N. B. C’est un péché mortel dans un chartreux de manger une demi-once de mouton ; mais il peut en sûreté de conscience manger la substance de toute une famille. J’ai vu les chartreux de mon voisinage hériter cent mille écus d’un de leurs esclaves mainmortables, lequel avait fait cette fortune à Francfort par son commerce. Il est vrai que la famille dépouillée a eu la permission de venir demander l’aumône à la porte du couvent, car il faut tout dire.

Disons donc que les moines ont encore cinquante ou soixante mille esclaves mainmortables dans le royaume des Francs. On n’a pas pensé jusqu’à présent à réformer cette jurisprudence chrétienne qu’on vient d’abolir dans les États du roi de Sardaigne ; mais on y pensera. Attendons seulement quelques siècles, quand les dettes de l’État seront payées.

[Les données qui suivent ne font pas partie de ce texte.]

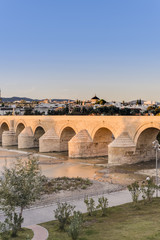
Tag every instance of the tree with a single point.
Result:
(90, 204)
(19, 187)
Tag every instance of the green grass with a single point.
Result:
(122, 223)
(23, 234)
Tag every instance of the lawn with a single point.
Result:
(23, 234)
(123, 222)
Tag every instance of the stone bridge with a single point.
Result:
(124, 139)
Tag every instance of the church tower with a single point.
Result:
(0, 97)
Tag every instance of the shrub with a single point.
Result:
(76, 225)
(103, 204)
(62, 214)
(148, 189)
(135, 191)
(90, 203)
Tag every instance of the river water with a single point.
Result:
(59, 165)
(55, 164)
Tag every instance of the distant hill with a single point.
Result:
(12, 99)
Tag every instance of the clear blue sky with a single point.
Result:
(76, 48)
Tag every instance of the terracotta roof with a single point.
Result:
(95, 97)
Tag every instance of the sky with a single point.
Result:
(78, 48)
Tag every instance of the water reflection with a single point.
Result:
(54, 164)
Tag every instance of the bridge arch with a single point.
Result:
(19, 128)
(38, 132)
(101, 139)
(144, 138)
(66, 134)
(4, 127)
(144, 127)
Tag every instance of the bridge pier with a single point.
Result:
(26, 138)
(81, 145)
(122, 150)
(49, 142)
(9, 138)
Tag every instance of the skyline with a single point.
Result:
(68, 49)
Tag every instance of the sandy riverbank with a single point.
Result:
(96, 188)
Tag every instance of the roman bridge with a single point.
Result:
(124, 139)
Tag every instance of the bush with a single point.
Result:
(4, 231)
(62, 214)
(76, 225)
(148, 189)
(103, 204)
(135, 191)
(90, 203)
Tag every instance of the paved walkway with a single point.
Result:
(46, 213)
(40, 233)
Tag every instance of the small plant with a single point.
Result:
(135, 191)
(76, 225)
(103, 204)
(148, 189)
(62, 214)
(90, 203)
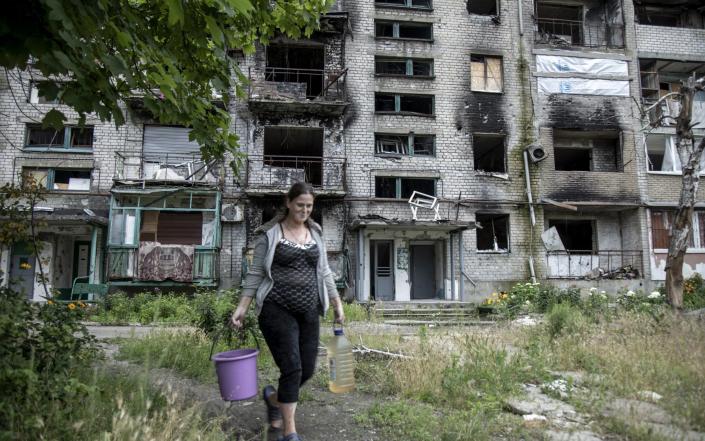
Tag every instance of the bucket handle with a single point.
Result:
(218, 335)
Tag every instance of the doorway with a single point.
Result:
(382, 264)
(423, 271)
(22, 269)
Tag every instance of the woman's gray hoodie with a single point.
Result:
(258, 282)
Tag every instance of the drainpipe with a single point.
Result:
(531, 207)
(452, 269)
(360, 276)
(94, 253)
(462, 265)
(521, 17)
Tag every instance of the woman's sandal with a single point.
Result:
(273, 412)
(290, 437)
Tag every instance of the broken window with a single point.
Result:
(391, 144)
(494, 234)
(577, 235)
(662, 154)
(417, 4)
(410, 67)
(592, 24)
(294, 153)
(402, 188)
(417, 104)
(485, 73)
(400, 145)
(662, 77)
(423, 145)
(297, 64)
(559, 24)
(78, 138)
(403, 30)
(662, 221)
(489, 153)
(587, 151)
(685, 15)
(59, 179)
(483, 7)
(34, 95)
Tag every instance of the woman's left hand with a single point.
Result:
(339, 314)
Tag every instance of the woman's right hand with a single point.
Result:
(238, 318)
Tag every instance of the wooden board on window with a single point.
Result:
(180, 228)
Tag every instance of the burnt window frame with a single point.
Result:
(64, 146)
(505, 164)
(50, 179)
(409, 146)
(485, 77)
(617, 136)
(397, 104)
(408, 4)
(409, 65)
(396, 24)
(496, 14)
(697, 237)
(550, 222)
(398, 185)
(671, 137)
(495, 250)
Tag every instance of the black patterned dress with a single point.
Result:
(294, 272)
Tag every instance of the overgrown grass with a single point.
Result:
(121, 406)
(187, 351)
(463, 378)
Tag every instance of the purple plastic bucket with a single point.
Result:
(237, 373)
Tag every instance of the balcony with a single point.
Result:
(604, 264)
(274, 174)
(167, 169)
(122, 267)
(290, 90)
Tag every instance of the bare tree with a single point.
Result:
(689, 154)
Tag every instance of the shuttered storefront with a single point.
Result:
(160, 141)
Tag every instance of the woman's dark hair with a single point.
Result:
(298, 189)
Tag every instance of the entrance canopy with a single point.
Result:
(408, 225)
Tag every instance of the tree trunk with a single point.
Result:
(681, 229)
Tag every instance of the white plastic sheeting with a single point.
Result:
(581, 86)
(592, 66)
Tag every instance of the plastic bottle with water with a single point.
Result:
(341, 363)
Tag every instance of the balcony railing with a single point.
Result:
(122, 264)
(284, 84)
(605, 264)
(277, 172)
(559, 32)
(174, 168)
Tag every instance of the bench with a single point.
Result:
(87, 292)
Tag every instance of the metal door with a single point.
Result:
(22, 273)
(423, 272)
(383, 269)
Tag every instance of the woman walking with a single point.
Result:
(292, 285)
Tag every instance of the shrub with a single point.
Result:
(43, 346)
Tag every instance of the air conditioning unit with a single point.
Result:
(231, 213)
(536, 153)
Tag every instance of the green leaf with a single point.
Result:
(54, 119)
(176, 12)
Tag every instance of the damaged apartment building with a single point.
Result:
(456, 148)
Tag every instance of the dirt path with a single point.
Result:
(321, 416)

  1. Les quatre sections de cet article ont paru dans les Questions sur l’Encyclopédie, cinquième partie, 1771. (B.)
  2. Exode, chapitre xxi ; Lévitique, chapitre xxv, etc. ; Genèse, chapitres xxvii, xxxii. (Note de Voltaire.)
  3. Chapitre viii. (Note de Voltaire.)
  4. Voyez la note 2 de la page 599.
  5. Théorie des lois civiles, par M. Linguet. (K.)
  6. Voyez la section iii. (Note de Voltaire.)
  7. Il est très-possible qu’un homme préfère l’esclavage à la misère ; mais cette alternative n’est pas une condition nécessaire de la vie humaine. D’ailleurs on est souvent à la fois esclave et misérable. (K.)
  8. Voyez la note 2 de la page 599.
  9. Livre VI, chapitre iii. (Note de Voltaire.)
  10. Livre XV, chapitre vi. (Note de Voltaire.)
  11. Voltaire répète à peu près ce qu’il a dit dans le huitième entretien de l’A, B, C (voyez Mélanges, année 1768).
  12. Page 228, édition d’Amsterdam, 1717. (Note de Voltaire.)
  13. Voyez à l’article Lois les grands changements faits depuis en Russie. Voyez aussi quelques méprises de Montesquieu. (Note de Voltaire.) — Cette note de Voltaire existe dès 1771 telle qu’elle est ici. Plusieurs méprises de Montesquieu sont relevées dans des articles du Dictionnaire philosophique ; voyez Amour socratique, Argent, Femme, Inceste, etc., et surtout Lois (Esprit des) ; voyez aussi dans les Mélanges, année 1768, l’A, B, C (dialogue Ier); et année 1777, le Commentaire sur l’Esprit des lois.
  14. Voyez la note 2 de la page 599.
  15. Voyez le chapitre cxxxix de l’Essai sur les Mœurs, tome XII, page 315.
  16. Au roi en son conseil, pour les sujets du roi qui réclament la liberté en France ; contre des moines bénédictins devenus chanoines de Saint-Claude en Franche-Comté, 1760.

    Supplique des serfs de Saint-Claude : Requête au roi pour les serfs de Saint- Claude, 1777.